Species distribution modeling.

Species distribution models (SDMs) use ecological variables and presence points of species to predict the habitat suitability of a species across the landscape. They indicate where conditions are suitable for the species on a continuous scale (0–1). SDMs are widely applied in studying the current and future habitat suitability of vectors and diseases under climatic changes [46,47,58,79]. Maximum entropy (Maxent), a popular SDM method, predicts habitat suitability based on species presence and environmental conditions and projects to future environmental scenarios. The resulting species distribution maps indicate where conditions are suitable for the species on a continuous scale (0–1) [59,80]. Presence maps show where the species are estimated to occur based on thresholds applied to the suitability models. They convert suitability into stacked levels of certainty of species presence, indicating where the species are likely present with higher confidence. Species distribution models that use presence-only species data are prone to spatial bias that can be introduced by differing methods and intensity of species sampling across studies [59]. We utilized the target-group background approach to minimize sampling bias by using collective occurrence records of the genera to which our study species belong to reflect the general sampling effort [81,82]. Therefore, occurrences in Africa of the genera Aedes Meigen, 1818(for species Ae. circumluteolus and Ae. mcintoshi), Culex Linnaeus, 1758 (for species Cx. univittatus and Cx. pipiens), and Mansonia Blanchard, 1901 (for species Ma. africana) were extracted from GBIF (S2 Table). We converted the genera’s sampling points into gridded layers using kernel density estimations under the R package “MASS” and incorporated these in the respective Maxent models of the vectors [81,82].

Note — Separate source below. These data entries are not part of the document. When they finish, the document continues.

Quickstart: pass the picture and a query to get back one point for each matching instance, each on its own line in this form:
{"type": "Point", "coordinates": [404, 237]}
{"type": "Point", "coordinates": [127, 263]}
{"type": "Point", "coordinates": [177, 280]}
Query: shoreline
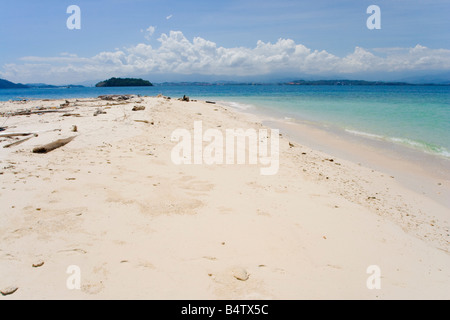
{"type": "Point", "coordinates": [422, 172]}
{"type": "Point", "coordinates": [138, 226]}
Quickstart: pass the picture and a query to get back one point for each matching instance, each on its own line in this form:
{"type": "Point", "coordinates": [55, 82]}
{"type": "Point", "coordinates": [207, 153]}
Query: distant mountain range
{"type": "Point", "coordinates": [127, 82]}
{"type": "Point", "coordinates": [5, 84]}
{"type": "Point", "coordinates": [117, 82]}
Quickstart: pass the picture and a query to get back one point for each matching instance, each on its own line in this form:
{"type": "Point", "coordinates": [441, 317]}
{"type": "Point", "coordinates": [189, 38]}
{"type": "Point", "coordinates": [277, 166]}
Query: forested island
{"type": "Point", "coordinates": [127, 82]}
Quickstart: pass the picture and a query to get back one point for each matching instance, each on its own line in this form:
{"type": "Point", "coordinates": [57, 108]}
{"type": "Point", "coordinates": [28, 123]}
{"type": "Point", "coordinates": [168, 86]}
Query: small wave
{"type": "Point", "coordinates": [422, 146]}
{"type": "Point", "coordinates": [237, 105]}
{"type": "Point", "coordinates": [365, 134]}
{"type": "Point", "coordinates": [417, 145]}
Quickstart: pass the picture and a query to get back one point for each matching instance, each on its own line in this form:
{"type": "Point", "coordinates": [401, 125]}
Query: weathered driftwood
{"type": "Point", "coordinates": [19, 142]}
{"type": "Point", "coordinates": [52, 146]}
{"type": "Point", "coordinates": [30, 112]}
{"type": "Point", "coordinates": [15, 134]}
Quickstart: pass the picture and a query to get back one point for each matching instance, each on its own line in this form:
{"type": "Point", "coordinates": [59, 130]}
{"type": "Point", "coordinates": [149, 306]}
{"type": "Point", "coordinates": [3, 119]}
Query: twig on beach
{"type": "Point", "coordinates": [17, 134]}
{"type": "Point", "coordinates": [52, 146]}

In the first step, we ran Maxent version 3.4.4 [59,80], using all ecological variables, a genus-specific bias grid, automatic feature classes, and split the occurrence data into 75% training and 25% testing. We used the jackknife test, set the regularization multiplier to 3, conducted 5 cross-validation runs, set a convergence threshold of 1.0e-5, used a maximum of 10,000 background points and 500 maximum iterations. In a second step, we considered the averages of the cross-validation runs to drop variables of low importance and high Pearson correlation (over 0.7) [75]. See the correlation matrix in S1 Fig. This enabled the exclusion of less important predictors and addressed multicollinearity in subsequent species modeling.

Parameter setting optimization.

Selection of an appropriate combination of settings in Maxent is challenging. In the third step, we used the “kuenm” approach to optimize the calibration of multiple candidate models, selection, evaluation, and projection [83]. We organized occurrence data into four sets: random independent points (10), joint (minus independent points), training (70% of joint), and testing (30% of joint). Per species, we combined the variables chosen in step 2 with one of two regularization multipliers (3 or 5) and a basic combination of feature classes to produce sets of variables and candidate models. During each calibration, we created a candidate model using each joint and training set of occurrences.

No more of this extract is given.